後ろ姿などの映像から確実に人物を特定する照合技術を確立

近年、日本でもセキュリティカメラが普及している。街中や公共施設、ショッピングモールなどで不審な人や物を発見することはもちろん、大規模イベントの会場で事件・事故を未然に防ぐためにもカメラ映像が活用されるし、企業や重要施設における顔認証等でもそれが利用される。

カメラ映像を用いて人物を照合する場合、顔認証技術のみでは横向き・後ろ向きなど、顔の見えない姿に対応できない。その解決手段の1つとして従来、顔認証技術による判定後に、その人物の外観を複数のカメラ間で照合していた。けれども、多数の人や椅子、カウンターなどの遮へい物があるところでは、把握したい人物の一部がカメラから見えないこともあり、照合が困難であったという。

NECは、顔や体の一部が映っていない人物や後ろあるいは横向きの人物でも、全身の外観画像を用いて高精度に照合できる「人物照合技術」を開発した。大規模施設内の警備や、迷子の捜索などでの応用が想定される。今回の技術は同社がこれまで培ってきた映像解析技術と深層学習技術を用いたものであり、カメラに映った人物の服装や体型などの外観を分析して、顔画像のみに頼らず同一人物か否かを判定する。

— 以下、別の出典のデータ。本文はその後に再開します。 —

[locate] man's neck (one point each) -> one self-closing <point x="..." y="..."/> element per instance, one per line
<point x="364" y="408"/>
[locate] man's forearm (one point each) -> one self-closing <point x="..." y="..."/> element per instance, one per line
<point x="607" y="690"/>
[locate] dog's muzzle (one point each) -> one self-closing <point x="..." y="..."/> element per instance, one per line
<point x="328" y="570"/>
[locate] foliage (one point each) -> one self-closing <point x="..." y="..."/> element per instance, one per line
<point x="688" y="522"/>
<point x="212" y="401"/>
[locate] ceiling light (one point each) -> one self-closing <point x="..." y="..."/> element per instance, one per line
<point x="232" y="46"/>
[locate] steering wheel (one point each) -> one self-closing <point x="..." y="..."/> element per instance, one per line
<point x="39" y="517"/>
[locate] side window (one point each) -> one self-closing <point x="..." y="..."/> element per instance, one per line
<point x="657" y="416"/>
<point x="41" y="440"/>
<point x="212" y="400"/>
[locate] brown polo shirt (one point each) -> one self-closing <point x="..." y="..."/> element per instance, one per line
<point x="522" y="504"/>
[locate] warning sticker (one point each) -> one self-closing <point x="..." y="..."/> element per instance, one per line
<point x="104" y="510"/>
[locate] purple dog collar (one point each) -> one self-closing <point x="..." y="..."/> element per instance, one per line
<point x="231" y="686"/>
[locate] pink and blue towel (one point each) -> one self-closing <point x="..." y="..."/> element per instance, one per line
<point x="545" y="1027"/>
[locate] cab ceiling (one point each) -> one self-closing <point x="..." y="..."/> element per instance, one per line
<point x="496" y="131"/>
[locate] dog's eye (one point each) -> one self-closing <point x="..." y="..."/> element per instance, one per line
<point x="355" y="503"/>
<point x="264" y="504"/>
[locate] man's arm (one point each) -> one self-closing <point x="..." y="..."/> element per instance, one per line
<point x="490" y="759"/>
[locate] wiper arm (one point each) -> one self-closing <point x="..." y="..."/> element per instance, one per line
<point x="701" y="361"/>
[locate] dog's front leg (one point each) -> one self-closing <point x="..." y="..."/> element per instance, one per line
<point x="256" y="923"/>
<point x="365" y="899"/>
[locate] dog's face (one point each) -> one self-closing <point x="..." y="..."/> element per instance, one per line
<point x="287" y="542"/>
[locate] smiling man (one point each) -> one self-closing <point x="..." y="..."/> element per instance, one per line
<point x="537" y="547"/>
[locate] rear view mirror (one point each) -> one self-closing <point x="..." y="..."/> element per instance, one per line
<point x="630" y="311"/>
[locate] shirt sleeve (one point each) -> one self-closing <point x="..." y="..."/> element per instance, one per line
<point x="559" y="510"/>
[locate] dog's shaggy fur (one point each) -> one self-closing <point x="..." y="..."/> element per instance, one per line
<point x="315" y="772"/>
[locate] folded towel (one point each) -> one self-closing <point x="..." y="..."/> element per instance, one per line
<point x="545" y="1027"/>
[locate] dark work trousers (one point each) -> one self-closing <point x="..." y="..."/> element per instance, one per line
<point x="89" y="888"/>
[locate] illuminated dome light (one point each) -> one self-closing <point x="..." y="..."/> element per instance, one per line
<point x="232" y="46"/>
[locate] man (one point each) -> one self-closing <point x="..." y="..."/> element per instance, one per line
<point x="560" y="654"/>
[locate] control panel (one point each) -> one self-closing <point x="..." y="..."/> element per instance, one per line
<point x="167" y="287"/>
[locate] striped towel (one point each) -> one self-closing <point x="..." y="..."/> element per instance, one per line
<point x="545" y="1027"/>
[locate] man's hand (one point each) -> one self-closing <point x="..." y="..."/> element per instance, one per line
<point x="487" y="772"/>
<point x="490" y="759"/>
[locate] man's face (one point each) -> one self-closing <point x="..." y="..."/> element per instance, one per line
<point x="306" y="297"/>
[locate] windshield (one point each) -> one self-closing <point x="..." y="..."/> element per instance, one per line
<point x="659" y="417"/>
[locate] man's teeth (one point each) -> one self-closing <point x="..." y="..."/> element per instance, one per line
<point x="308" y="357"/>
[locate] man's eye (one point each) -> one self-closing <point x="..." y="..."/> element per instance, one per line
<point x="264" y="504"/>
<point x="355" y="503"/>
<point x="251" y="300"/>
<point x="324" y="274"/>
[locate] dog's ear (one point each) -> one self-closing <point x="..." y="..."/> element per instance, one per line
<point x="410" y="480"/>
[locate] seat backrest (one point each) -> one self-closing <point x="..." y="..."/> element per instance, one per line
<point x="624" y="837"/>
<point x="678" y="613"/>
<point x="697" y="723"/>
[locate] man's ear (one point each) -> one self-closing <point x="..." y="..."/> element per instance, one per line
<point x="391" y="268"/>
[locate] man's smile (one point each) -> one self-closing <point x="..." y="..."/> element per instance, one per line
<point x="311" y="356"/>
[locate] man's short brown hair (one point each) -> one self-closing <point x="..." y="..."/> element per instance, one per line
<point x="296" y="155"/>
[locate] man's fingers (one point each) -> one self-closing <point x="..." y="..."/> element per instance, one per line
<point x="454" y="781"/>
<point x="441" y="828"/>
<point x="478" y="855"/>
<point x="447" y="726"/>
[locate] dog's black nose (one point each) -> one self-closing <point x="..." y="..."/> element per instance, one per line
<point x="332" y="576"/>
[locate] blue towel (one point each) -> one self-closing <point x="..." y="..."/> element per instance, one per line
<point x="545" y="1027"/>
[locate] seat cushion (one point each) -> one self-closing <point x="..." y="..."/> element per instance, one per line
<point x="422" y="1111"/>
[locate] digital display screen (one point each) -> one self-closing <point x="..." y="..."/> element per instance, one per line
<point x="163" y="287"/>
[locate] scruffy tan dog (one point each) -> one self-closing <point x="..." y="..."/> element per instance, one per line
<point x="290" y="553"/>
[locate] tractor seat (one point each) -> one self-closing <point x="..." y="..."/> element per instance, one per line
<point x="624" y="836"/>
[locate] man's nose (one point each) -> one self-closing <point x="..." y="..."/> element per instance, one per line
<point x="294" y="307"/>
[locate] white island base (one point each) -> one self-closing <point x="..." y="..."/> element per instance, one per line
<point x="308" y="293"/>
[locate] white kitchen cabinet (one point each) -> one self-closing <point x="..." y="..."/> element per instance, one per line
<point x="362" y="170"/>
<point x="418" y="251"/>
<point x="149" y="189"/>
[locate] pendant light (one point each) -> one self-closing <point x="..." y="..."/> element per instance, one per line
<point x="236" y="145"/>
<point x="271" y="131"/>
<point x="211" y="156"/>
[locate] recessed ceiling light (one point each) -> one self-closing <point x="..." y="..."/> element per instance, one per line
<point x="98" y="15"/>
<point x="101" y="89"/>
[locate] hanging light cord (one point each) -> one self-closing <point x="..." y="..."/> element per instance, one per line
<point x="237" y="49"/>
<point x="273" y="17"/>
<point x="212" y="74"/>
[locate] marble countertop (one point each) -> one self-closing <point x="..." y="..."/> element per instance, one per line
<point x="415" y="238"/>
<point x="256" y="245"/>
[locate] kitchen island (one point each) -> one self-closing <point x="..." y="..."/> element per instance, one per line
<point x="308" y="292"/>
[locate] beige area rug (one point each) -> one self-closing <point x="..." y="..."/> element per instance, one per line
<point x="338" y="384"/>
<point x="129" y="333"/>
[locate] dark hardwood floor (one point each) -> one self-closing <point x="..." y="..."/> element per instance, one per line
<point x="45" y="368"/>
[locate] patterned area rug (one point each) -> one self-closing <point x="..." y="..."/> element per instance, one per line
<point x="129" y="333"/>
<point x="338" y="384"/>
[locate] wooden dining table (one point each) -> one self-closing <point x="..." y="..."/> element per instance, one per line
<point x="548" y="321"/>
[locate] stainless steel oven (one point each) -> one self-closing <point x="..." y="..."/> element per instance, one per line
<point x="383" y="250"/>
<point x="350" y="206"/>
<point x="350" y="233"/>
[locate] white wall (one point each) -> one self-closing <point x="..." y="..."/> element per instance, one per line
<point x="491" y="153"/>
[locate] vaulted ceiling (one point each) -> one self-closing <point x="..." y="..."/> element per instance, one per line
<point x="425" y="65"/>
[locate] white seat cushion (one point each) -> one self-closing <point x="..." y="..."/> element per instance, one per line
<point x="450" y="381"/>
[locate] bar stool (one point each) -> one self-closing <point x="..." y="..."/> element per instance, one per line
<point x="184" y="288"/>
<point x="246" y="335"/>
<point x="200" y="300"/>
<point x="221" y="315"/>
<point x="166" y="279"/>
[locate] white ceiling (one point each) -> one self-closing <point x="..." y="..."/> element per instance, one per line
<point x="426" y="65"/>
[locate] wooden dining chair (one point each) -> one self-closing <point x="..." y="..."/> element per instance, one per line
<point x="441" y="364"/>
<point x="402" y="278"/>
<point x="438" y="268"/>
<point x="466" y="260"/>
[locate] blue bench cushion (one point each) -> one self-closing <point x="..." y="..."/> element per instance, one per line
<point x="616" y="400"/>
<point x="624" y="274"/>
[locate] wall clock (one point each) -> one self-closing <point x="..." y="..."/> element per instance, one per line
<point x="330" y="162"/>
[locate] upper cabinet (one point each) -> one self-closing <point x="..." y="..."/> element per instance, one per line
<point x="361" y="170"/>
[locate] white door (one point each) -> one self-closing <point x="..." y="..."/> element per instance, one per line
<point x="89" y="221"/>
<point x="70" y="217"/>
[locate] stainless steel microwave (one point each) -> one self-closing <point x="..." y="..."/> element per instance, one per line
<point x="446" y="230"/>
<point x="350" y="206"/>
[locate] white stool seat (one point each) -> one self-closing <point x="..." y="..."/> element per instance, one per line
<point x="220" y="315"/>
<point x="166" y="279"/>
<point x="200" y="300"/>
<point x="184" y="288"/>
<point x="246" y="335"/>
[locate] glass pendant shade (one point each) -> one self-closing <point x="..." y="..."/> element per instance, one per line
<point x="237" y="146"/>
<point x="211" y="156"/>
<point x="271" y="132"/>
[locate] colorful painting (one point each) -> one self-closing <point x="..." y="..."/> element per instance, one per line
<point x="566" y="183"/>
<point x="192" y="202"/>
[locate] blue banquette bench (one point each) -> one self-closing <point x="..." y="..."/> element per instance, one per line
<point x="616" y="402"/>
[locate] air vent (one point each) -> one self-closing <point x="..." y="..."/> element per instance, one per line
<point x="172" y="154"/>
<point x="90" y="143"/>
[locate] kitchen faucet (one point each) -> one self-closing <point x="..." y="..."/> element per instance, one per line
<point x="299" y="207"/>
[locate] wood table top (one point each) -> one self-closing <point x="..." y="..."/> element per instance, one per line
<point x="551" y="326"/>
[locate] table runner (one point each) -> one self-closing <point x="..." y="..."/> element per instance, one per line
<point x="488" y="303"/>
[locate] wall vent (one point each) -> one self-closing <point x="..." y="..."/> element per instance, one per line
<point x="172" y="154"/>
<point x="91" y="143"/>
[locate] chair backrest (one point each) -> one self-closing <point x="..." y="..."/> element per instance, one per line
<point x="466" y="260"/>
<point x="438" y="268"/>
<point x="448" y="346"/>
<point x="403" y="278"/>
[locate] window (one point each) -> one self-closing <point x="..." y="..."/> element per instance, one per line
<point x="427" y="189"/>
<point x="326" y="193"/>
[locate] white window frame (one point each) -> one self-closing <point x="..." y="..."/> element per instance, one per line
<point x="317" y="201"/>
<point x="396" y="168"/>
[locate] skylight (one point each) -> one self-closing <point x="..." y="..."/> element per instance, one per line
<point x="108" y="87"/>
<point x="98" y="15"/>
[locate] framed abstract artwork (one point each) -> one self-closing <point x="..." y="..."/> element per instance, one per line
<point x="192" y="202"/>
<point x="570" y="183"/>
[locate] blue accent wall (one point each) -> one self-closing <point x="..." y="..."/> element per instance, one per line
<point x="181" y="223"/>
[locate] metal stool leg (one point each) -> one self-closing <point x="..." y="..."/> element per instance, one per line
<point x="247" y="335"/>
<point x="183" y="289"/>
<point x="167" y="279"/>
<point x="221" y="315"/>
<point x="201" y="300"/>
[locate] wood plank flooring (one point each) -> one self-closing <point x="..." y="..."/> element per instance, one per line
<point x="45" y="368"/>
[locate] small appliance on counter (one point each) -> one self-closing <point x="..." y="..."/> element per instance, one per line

独自の工夫を深層学習技術に施し、人混みや物陰がある環境、人と人、人と物の重なり、人物映像にカメラから見えない部分があるケースでも、その他の部分を自動的に選択し、それに基づいて照合する。人物の照合率は約9割。複数のカメラで撮影された後ろ向きや横向きなど様々な角度の人物を識別することによって、顔が見えない場面でのカメラ映像のみを用いた人物の照合を実現したという。

世界トップクラスのバイオメトリクス認証技術を有する同社は、この度の技術も「NEC Safer Cities」の各ソリューション、世界No.1の認証精度を誇る顔認証AIエンジン「NeoFace」を採用した商品群や映像分析基盤などに順次展開していく構えだ。